Feature Selection Analyzer

Feature selection is an important task in the development of Bayesian networks for, for instance, classification. The HUGIN Graphical User Interface has support for feature selection through the Feature Selection Analyzer. The Feature Selection Analyzer has three steps:

  • Open a network in the network pane

  • loading a data file for feature selection

  • selection of the target variable (e.g., the classification variable) feature selection

  • the feature selection

Each step is described in the following sections.

Load Data File

To perform any analysis the wizard will first need a set of cases. Cases can be imported by loading a HUGIN data file or connecting to a database service and import. Click on button “Data Source” to import data. The column names in the data file must correspond to the names of the nodes in the model. Columns not matching the nodes in the model will be filtered out.

After importing a set of cases, the Data Source pane will display a table with the imported cases, see Figure 1. To discard all imported cases click on the button “Clear Data”.

../../../_images/FeatureSelectionAnalyzer1.png

Figure 1: Data Source pane. A set of cases has been imported.

Select Target Node

Feature selection is performed relative to a target node. The target node should be selected in this pane.

../../../_images/FeatureSelectionAnalyzer2.png

Figure 2: Setup Pane.

Feature selection is supported for discrete chance nodes only, i.e., the target node and the feature nodes should all be discrete chance nodes.

Feature Selection

Feature selection is based on computing the p-value of the test for marginal independence between the selected target node and each possible feature node. Figure 3 shows the result of feature selection on an example network and dataset.

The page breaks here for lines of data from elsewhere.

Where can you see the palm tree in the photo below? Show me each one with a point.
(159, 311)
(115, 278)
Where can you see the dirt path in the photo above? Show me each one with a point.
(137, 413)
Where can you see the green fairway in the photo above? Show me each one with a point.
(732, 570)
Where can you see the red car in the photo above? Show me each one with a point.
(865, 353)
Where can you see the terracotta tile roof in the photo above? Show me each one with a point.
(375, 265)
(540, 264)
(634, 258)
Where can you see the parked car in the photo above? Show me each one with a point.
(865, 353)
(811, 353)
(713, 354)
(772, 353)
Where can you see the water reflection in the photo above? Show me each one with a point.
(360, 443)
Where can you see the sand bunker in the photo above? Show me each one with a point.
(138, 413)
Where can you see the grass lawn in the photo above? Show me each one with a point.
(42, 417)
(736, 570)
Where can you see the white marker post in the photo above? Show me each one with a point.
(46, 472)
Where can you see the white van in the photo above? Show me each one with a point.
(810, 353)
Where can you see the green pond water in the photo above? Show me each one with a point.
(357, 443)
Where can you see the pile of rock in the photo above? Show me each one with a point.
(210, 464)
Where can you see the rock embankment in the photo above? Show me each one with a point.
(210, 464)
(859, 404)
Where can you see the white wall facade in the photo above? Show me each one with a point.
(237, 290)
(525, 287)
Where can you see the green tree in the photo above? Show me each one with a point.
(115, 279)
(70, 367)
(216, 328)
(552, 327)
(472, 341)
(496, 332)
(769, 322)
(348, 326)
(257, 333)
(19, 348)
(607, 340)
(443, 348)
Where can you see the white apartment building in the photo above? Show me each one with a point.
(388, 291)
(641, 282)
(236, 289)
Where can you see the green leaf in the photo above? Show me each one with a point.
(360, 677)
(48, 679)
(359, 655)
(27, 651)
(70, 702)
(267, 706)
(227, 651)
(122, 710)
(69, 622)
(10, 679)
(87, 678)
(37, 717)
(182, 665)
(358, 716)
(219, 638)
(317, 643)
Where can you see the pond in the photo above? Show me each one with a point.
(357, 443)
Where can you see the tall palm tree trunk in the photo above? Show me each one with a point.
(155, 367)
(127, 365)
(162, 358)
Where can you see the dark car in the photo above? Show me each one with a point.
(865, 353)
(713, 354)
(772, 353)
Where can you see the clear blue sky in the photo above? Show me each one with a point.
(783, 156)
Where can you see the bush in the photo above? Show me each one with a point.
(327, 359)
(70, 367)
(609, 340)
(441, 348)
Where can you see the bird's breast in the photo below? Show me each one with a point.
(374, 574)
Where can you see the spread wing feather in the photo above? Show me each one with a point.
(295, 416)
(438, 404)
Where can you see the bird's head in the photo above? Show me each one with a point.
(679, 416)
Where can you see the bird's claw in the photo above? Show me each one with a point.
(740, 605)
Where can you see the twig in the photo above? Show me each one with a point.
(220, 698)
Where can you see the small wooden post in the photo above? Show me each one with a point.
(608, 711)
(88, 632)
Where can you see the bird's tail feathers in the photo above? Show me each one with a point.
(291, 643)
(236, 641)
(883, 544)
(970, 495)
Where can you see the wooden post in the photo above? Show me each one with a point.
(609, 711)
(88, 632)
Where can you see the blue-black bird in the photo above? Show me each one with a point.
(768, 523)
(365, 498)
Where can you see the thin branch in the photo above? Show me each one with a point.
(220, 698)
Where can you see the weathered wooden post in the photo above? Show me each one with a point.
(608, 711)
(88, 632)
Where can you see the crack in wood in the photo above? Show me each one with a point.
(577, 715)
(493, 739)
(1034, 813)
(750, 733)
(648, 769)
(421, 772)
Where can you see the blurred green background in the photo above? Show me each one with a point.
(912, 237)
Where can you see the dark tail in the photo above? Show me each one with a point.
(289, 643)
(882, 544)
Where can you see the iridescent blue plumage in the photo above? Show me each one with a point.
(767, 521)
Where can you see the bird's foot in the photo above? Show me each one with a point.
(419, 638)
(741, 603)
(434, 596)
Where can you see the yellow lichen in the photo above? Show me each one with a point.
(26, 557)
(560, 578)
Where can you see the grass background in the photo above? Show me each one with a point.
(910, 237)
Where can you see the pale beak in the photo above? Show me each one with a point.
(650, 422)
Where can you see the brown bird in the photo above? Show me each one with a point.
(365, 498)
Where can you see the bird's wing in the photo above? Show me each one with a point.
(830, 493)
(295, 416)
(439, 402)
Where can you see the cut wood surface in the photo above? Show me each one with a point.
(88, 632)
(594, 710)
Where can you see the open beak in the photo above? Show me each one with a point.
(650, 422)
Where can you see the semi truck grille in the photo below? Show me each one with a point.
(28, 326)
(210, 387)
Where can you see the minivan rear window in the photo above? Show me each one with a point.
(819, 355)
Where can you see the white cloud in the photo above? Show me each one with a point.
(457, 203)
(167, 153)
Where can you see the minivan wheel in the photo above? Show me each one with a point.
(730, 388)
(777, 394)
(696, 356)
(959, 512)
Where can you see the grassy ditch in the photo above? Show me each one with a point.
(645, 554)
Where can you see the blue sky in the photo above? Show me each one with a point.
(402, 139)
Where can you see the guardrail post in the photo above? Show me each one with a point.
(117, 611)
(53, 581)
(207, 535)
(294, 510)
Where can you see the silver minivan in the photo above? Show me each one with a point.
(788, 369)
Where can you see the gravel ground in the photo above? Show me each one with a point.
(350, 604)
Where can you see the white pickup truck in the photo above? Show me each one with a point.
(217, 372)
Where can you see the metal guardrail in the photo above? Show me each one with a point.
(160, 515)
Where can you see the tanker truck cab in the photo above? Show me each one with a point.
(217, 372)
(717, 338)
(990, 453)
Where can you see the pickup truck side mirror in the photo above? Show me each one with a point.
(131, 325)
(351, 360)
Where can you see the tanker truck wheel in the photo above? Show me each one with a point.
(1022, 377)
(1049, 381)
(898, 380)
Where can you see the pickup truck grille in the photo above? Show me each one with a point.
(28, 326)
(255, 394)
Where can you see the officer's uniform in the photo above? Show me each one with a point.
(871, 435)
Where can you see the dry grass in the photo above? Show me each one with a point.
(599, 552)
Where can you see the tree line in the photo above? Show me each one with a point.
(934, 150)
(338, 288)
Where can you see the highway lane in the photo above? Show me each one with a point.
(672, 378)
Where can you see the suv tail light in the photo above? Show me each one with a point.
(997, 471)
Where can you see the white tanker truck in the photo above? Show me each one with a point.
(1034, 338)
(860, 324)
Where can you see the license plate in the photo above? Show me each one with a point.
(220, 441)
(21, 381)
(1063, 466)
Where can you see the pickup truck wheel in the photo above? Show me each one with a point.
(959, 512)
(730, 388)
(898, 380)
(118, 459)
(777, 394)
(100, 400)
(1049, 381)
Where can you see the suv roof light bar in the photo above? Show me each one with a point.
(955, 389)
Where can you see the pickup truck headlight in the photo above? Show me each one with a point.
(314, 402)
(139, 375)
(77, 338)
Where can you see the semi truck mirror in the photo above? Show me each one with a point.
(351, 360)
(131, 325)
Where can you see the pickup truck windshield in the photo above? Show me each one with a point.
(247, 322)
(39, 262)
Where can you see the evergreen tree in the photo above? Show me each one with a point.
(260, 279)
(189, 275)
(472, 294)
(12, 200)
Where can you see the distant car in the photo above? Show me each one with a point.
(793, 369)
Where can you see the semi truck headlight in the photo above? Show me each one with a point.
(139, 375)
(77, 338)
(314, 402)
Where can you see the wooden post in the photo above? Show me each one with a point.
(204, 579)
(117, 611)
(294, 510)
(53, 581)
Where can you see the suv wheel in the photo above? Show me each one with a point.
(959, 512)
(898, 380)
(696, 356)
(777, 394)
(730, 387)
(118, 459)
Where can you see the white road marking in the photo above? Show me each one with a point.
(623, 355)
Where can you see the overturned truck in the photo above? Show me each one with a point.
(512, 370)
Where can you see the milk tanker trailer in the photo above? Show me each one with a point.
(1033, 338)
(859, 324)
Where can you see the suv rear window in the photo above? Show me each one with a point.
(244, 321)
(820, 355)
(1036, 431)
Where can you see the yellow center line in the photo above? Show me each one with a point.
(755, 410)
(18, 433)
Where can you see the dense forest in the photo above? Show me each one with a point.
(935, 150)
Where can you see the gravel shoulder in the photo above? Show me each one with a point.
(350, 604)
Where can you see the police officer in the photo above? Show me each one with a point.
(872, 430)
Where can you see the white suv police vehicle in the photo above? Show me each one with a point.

../../../_images/FeatureSelectionAnalyzer3.png

Figure 3: Run Pane.

To support feature selection, the p-value of the test for marginal independence is computed. The p-value is the tail probability under the independence assumption. The higher the value the more likely the nodes are to be independent. (p is the probability of obtaining a Q value as large or larger than the Q value computed from the data under the null-hypothesis - which is the independence assumption. The Q value is a measure of the distance between the joint distribution of the feature and the target and the product of the marginal distributions of the feature and the target).

Thus, for a small value (for instance, less than a significance level alpha), the null-hypothesis that the nodes are not related is rejected and, hence, we assume the feature to be relevant for the target node.

If the user selects a set of nodes in the list, then these nodes will remain selected when the wizard is closed. This is useful for selecting the highest scoring features.